No Futures Needed: Ninth Circuit Expands CFTC Power Over Leveraged Spot Metals
Court Hands CFTC Fresh Power Over Spot Metals
The Ninth Circuit just reversed a district court and ruled that the CFTC can pursue fraud claims against Monex even when no futures contracts change hands. The decision widens the regulator’s reach into leveraged retail metals trading and signals that any platform promising customer gains while holding customer funds can face federal oversight.
The case began when the CFTC accused Monex of running a deceptive “Atlas” program that let retail customers buy physical metals on margin yet never take delivery. Customers posted as little as 25 percent equity, Monex kept the metal in its vault, and daily mark-to-market swings could trigger forced liquidations. The agency said Monex misled buyers about risk and profit potential. A lower court dismissed the suit, holding that actual futures contracts were required before the CFTC could act.
Writing for a unanimous panel, the appeals court found that the Commodity Exchange Act’s antifraud provision covers any “contract of sale of a commodity for future delivery” made off-exchange, even if the instrument is labeled a leveraged spot purchase. Judges said the economic reality—daily margin calls, price exposure without possession—matched futures trading closely enough to trigger CFTC jurisdiction. The court reinstated the lawsuit and sent it back for trial.

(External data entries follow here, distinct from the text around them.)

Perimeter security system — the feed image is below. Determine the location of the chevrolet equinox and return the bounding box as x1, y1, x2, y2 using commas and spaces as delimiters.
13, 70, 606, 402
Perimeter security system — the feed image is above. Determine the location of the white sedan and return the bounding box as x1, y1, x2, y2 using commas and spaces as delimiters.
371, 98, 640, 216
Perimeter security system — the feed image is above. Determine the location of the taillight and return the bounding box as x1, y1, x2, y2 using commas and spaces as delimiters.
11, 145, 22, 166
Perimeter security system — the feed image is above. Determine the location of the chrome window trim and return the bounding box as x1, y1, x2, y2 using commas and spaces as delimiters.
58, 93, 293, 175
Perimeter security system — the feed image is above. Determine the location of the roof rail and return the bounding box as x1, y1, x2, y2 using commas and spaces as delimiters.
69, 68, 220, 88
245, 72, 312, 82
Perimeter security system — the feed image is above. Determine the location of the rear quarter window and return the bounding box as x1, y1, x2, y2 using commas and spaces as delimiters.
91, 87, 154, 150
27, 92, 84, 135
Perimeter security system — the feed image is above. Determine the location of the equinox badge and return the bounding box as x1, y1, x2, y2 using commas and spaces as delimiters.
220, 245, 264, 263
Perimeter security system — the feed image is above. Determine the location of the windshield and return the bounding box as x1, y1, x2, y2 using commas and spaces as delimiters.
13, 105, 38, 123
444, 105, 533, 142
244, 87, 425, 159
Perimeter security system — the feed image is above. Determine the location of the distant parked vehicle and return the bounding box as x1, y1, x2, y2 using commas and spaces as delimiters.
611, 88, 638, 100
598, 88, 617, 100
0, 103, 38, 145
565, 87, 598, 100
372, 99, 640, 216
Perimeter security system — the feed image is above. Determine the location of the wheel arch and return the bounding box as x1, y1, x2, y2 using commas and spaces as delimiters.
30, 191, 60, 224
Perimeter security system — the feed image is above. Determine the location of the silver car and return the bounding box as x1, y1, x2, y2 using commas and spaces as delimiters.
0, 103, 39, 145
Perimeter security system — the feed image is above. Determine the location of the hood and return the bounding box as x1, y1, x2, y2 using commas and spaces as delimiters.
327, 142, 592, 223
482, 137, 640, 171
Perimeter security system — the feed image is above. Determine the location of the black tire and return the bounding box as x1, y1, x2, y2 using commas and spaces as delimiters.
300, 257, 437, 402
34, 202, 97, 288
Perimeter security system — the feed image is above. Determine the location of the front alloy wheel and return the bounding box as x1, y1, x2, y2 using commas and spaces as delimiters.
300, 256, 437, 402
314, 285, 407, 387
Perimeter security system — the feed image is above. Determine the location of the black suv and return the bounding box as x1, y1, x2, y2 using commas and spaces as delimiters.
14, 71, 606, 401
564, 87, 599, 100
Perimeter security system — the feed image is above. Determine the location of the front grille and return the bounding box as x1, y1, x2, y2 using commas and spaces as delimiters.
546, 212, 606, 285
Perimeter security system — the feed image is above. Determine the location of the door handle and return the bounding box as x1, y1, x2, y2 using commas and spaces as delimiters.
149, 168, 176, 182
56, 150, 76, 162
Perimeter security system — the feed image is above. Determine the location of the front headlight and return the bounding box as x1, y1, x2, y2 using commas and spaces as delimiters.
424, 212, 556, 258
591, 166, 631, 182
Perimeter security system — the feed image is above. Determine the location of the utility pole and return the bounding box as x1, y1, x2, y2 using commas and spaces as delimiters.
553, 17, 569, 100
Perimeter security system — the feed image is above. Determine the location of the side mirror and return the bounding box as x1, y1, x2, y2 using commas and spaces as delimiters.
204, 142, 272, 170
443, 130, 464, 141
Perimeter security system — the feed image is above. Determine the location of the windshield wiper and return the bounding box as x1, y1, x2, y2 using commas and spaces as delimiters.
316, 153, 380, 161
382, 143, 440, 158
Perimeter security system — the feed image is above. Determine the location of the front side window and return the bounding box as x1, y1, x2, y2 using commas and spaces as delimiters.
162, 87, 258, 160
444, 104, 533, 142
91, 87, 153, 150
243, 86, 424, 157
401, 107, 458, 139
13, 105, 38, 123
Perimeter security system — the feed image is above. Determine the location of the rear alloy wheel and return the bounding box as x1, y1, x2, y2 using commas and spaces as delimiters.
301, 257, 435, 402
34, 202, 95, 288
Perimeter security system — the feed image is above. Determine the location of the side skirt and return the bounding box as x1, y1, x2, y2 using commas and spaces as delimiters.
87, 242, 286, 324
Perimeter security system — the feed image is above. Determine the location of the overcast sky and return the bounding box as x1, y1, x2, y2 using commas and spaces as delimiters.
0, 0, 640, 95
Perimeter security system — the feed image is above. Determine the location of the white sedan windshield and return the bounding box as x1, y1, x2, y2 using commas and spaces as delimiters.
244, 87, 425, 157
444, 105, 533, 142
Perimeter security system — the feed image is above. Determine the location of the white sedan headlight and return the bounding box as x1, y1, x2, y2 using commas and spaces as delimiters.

In plain terms, the decision tells metals dealers and crypto exchanges that if they offer leveraged exposure and keep custody, they step into CFTC territory. The ruling does not declare every spot transaction a future, but it lowers the bar for proving fraud when leverage and rehypothecation are present.
For crypto markets the message is direct. Platforms that let users trade tokens with borrowed funds, maintain pooled wallets, and promise upside face the same legal test. Stablecoins used as margin could now draw scrutiny as part of a “commodity” transaction. Expect tighter compliance budgets at offshore and onshore exchanges, louder calls for clear DeFi rules, and possible flight of leveraged products into fully decentralized protocols that avoid any intermediary.
Investors should watch whether Monex settles or fights on; either path will shape how much leverage U.S.-facing platforms dare to offer next year.